Cuando llegué a Haití, Núñez fue la primera persona con la que hablé. Mi primer guía, mi primer entrevistado. Mi primer amigo en ese lugar. La tarde que se averió el jeep que nos trasladaba a otro punto de control, caminamos durante tres horas, a casi cuarenta grados de temperatura, para poder llegar. En el camino nos robaron todo el equipo que traíamos, incluyendo las cámaras fotográficas y las botellas con agua. Esta gente lo ha perdido todo, me dijo. Después me contó fragmentos de su vida como si se tratase de una lección para no olvidar. También me confesó que lloró en silencio y con amargura, cuando supo que su esposa se había vuelto a casar, y cinco días después me contó que también había llorado de felicidad cuando supo que sus hijos aprendieron a decirle papá sin rencor alguno. Al escribir estas líneas, vuelvo a recordar las charlas con mi amigo Núñez, y la alegría que sentí al saber que sus hijos habían perdonado el pasado y podían decirle nuevamente papá. Cuando me dió esa noticia, bebimos una cerveza en medio de jugadores de dominó y fue una de las pocas veces en las que olvidé la distancia que me separaba del hogar


Dos días antes que me vaya de Haití, lo enviaron a otra ciudad para sustituir a un médico que había caído enfermo. Nos veremos cuando nos veamos, le dije. No antes, respondió. Cuando guardé todas mis cosas, encontré un libro que le había prestado y que había dejado dentro del morral que usaba cuando salía de comisión. Fue hasta que llegué casa que descubrí que en la última página me había dejado una breve nota. "Lo peor que le puede ocurrir a una persona es que la mierda del mundo le arrebate su condición de ser un ser humano, pero eso es algo que nunca te sucederá, porque tu corazón te hace inmune".Esa breve nota me ha acompañado durante mucho tiempo, como recordándome las charlas con mi amigo, y la maldad y miseria que descubrí en un país que aún hoy, se parece mucho al mio. Cuando tenía pesadillas, Núñez me decía que toda la crueldad y el dolor humano que había visto, se reflejaban en mi propia maldad. Nunca pude entender su teoría, y mi pobre amigo tampoco me la pudo explicar, pese a que se lo pregunté varias veces en persona, y una sola vez mediante una carta que no respondió. Cuatro años después de conocerlo, me enteré que Núñez había muerto agonizando de fiebres palúdicas en algún lugar del Caribe que tanto amaba.
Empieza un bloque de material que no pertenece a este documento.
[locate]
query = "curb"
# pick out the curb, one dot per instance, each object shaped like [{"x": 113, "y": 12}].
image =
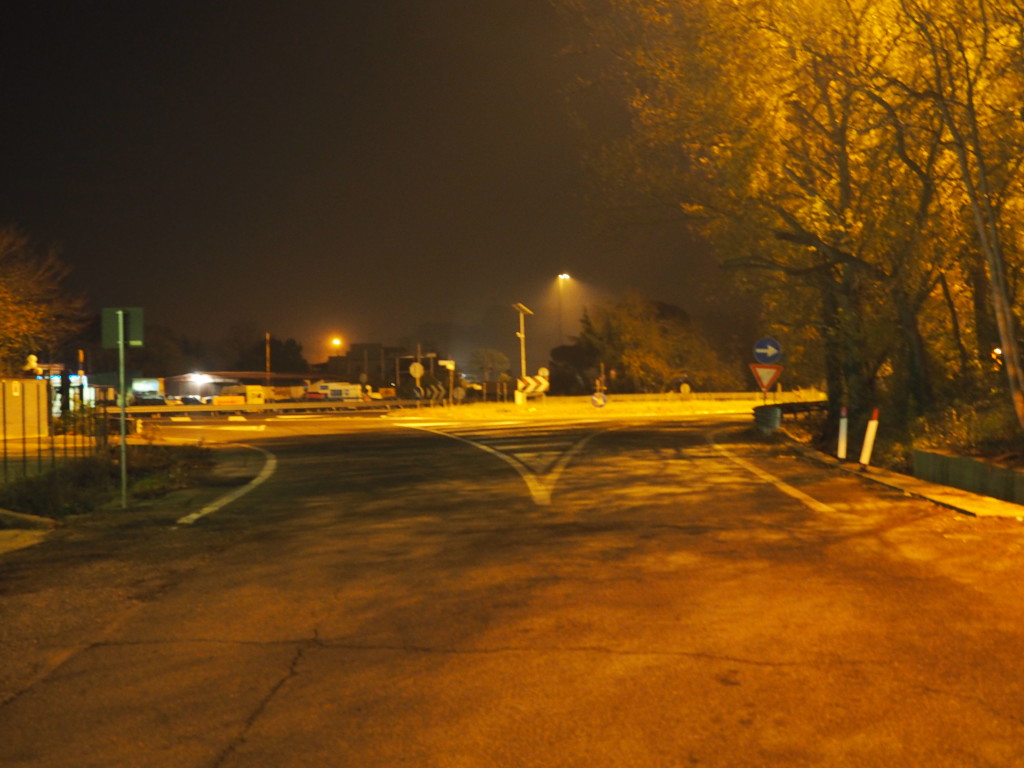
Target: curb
[
  {"x": 957, "y": 500},
  {"x": 18, "y": 520}
]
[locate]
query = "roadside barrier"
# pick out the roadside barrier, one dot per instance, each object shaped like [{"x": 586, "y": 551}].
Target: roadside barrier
[{"x": 37, "y": 433}]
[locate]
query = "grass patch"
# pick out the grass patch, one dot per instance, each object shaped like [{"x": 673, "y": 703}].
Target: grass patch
[{"x": 82, "y": 485}]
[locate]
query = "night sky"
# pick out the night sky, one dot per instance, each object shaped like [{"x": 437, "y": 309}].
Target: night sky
[{"x": 316, "y": 167}]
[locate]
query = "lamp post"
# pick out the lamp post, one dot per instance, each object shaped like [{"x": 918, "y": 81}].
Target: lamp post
[
  {"x": 561, "y": 290},
  {"x": 523, "y": 311}
]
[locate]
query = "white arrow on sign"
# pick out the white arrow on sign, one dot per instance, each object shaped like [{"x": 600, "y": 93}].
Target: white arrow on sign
[{"x": 532, "y": 384}]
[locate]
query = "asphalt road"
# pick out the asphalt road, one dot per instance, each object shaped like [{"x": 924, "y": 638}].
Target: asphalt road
[{"x": 541, "y": 593}]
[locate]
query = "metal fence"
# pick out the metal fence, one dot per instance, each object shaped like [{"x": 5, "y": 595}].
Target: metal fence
[{"x": 41, "y": 427}]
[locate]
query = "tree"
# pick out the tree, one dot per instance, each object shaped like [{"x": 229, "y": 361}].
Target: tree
[
  {"x": 859, "y": 154},
  {"x": 491, "y": 363},
  {"x": 36, "y": 311},
  {"x": 640, "y": 345}
]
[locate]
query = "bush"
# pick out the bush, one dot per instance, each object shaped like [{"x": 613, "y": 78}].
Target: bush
[{"x": 82, "y": 485}]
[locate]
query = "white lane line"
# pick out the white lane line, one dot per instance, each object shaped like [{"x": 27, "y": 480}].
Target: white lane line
[
  {"x": 540, "y": 487},
  {"x": 785, "y": 487},
  {"x": 269, "y": 465}
]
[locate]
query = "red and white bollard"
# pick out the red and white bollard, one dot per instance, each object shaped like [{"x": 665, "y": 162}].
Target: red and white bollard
[
  {"x": 869, "y": 433},
  {"x": 843, "y": 426}
]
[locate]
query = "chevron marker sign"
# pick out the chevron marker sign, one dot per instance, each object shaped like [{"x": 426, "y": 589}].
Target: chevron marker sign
[{"x": 532, "y": 384}]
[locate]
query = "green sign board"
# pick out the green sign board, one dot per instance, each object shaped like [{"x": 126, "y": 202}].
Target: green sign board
[{"x": 132, "y": 325}]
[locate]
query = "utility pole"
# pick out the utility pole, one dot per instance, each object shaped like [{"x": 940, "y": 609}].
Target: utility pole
[{"x": 523, "y": 311}]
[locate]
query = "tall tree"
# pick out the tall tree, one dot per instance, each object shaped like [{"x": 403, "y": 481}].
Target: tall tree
[
  {"x": 37, "y": 312},
  {"x": 837, "y": 146}
]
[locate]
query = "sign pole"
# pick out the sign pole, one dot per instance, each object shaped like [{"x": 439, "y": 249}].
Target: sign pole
[{"x": 124, "y": 401}]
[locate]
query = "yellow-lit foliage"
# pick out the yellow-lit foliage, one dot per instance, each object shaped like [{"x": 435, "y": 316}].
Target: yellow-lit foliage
[
  {"x": 35, "y": 314},
  {"x": 867, "y": 150}
]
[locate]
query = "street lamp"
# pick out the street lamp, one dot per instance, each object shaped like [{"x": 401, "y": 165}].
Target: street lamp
[
  {"x": 561, "y": 282},
  {"x": 523, "y": 311}
]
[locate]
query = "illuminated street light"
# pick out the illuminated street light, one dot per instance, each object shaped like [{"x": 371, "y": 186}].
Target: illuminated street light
[
  {"x": 523, "y": 311},
  {"x": 561, "y": 282}
]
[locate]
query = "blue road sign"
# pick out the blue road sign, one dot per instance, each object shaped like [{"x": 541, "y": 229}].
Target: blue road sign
[{"x": 767, "y": 350}]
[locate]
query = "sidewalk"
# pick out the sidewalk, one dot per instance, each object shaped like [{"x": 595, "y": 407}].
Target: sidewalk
[{"x": 960, "y": 501}]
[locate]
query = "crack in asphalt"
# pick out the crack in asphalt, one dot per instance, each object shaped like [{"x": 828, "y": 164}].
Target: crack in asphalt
[{"x": 293, "y": 671}]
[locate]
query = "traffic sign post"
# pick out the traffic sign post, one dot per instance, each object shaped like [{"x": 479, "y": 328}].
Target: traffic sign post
[{"x": 766, "y": 375}]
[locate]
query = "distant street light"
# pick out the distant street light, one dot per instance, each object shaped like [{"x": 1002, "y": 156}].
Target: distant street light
[
  {"x": 561, "y": 282},
  {"x": 523, "y": 311}
]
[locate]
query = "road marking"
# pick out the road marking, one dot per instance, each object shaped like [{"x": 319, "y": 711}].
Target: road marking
[
  {"x": 540, "y": 483},
  {"x": 269, "y": 465},
  {"x": 782, "y": 485}
]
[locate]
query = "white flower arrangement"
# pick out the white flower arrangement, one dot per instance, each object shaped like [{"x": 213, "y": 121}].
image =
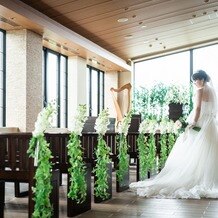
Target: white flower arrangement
[
  {"x": 124, "y": 126},
  {"x": 102, "y": 122},
  {"x": 44, "y": 119},
  {"x": 148, "y": 126},
  {"x": 79, "y": 120},
  {"x": 177, "y": 94},
  {"x": 166, "y": 126}
]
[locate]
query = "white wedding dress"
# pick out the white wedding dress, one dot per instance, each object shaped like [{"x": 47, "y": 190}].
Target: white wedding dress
[{"x": 191, "y": 170}]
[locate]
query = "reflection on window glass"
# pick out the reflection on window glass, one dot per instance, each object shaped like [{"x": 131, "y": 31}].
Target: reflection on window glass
[
  {"x": 63, "y": 93},
  {"x": 2, "y": 78},
  {"x": 95, "y": 91},
  {"x": 94, "y": 95},
  {"x": 56, "y": 85}
]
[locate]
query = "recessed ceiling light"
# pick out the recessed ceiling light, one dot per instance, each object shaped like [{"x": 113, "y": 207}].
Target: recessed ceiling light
[
  {"x": 128, "y": 36},
  {"x": 122, "y": 20}
]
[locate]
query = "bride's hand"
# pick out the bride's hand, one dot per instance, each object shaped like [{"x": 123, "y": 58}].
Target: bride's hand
[{"x": 191, "y": 125}]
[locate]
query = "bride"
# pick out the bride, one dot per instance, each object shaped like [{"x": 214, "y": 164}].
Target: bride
[{"x": 191, "y": 170}]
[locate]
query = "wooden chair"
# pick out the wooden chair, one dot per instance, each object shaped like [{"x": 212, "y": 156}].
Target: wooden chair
[{"x": 16, "y": 166}]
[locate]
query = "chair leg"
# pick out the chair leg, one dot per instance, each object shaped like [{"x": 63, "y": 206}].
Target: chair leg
[
  {"x": 2, "y": 198},
  {"x": 18, "y": 193}
]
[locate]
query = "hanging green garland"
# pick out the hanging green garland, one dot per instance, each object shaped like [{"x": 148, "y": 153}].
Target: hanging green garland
[
  {"x": 171, "y": 141},
  {"x": 77, "y": 168},
  {"x": 151, "y": 152},
  {"x": 163, "y": 150},
  {"x": 39, "y": 150},
  {"x": 143, "y": 153},
  {"x": 123, "y": 157},
  {"x": 101, "y": 169},
  {"x": 102, "y": 153}
]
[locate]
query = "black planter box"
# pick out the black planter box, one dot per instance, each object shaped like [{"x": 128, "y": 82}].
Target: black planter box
[{"x": 124, "y": 184}]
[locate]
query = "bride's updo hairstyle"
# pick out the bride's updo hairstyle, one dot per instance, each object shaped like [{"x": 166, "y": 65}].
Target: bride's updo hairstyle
[{"x": 201, "y": 75}]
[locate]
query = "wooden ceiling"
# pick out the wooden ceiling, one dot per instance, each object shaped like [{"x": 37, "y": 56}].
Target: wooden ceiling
[{"x": 152, "y": 27}]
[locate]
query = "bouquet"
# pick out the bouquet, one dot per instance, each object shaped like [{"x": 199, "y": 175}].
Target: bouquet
[{"x": 181, "y": 126}]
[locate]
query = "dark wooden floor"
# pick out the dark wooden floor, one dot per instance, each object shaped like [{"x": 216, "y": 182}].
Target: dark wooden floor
[{"x": 125, "y": 204}]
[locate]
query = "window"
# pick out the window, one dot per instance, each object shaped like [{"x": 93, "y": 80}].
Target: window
[
  {"x": 167, "y": 69},
  {"x": 55, "y": 86},
  {"x": 175, "y": 69},
  {"x": 95, "y": 90},
  {"x": 205, "y": 58},
  {"x": 2, "y": 76}
]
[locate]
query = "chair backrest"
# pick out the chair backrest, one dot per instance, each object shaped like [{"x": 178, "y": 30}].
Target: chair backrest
[{"x": 14, "y": 158}]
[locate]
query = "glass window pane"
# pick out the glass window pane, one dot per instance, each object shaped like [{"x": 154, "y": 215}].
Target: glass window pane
[
  {"x": 94, "y": 95},
  {"x": 2, "y": 41},
  {"x": 63, "y": 90},
  {"x": 168, "y": 69},
  {"x": 205, "y": 59},
  {"x": 52, "y": 80}
]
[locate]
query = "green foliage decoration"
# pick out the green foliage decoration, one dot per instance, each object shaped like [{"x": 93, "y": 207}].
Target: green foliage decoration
[
  {"x": 143, "y": 153},
  {"x": 171, "y": 141},
  {"x": 43, "y": 188},
  {"x": 163, "y": 150},
  {"x": 123, "y": 157},
  {"x": 77, "y": 170},
  {"x": 101, "y": 169},
  {"x": 151, "y": 152}
]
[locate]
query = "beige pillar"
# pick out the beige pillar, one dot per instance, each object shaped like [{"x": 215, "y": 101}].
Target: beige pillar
[
  {"x": 77, "y": 89},
  {"x": 23, "y": 79}
]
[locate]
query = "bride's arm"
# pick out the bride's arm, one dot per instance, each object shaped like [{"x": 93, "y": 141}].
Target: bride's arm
[{"x": 197, "y": 109}]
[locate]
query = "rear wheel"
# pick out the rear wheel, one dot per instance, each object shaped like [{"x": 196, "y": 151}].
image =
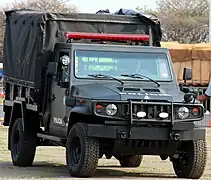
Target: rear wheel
[
  {"x": 192, "y": 160},
  {"x": 130, "y": 160},
  {"x": 23, "y": 145},
  {"x": 82, "y": 152}
]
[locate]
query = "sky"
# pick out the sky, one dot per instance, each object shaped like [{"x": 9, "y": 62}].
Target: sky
[{"x": 91, "y": 6}]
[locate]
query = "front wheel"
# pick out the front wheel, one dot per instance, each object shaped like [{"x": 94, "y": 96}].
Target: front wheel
[
  {"x": 82, "y": 152},
  {"x": 23, "y": 145},
  {"x": 192, "y": 160}
]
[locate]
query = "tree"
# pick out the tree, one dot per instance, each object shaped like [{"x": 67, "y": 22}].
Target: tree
[
  {"x": 63, "y": 6},
  {"x": 185, "y": 21},
  {"x": 46, "y": 5}
]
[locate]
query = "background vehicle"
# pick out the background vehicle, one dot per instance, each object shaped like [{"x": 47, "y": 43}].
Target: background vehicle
[{"x": 107, "y": 90}]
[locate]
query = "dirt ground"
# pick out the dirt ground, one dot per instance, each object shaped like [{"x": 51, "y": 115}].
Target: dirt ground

El reflejo de mi propia maldad decía Núñez. Tal vez sea que el daño que causamos, o el dolor del que somos testigos y preferimos simplemente ignorar, nos persigue como una inmensa cadena de malos recuerdos, perpetuando el estigma de maldad que acompaña a la humanidad. No quisiera recordar a mi amigo con tristeza, y mucho menos con lástima. Núñez murió sabiendo que había recuperado con creces todo aquello que un día perdió. 

Nos veremos cuando nos veamos...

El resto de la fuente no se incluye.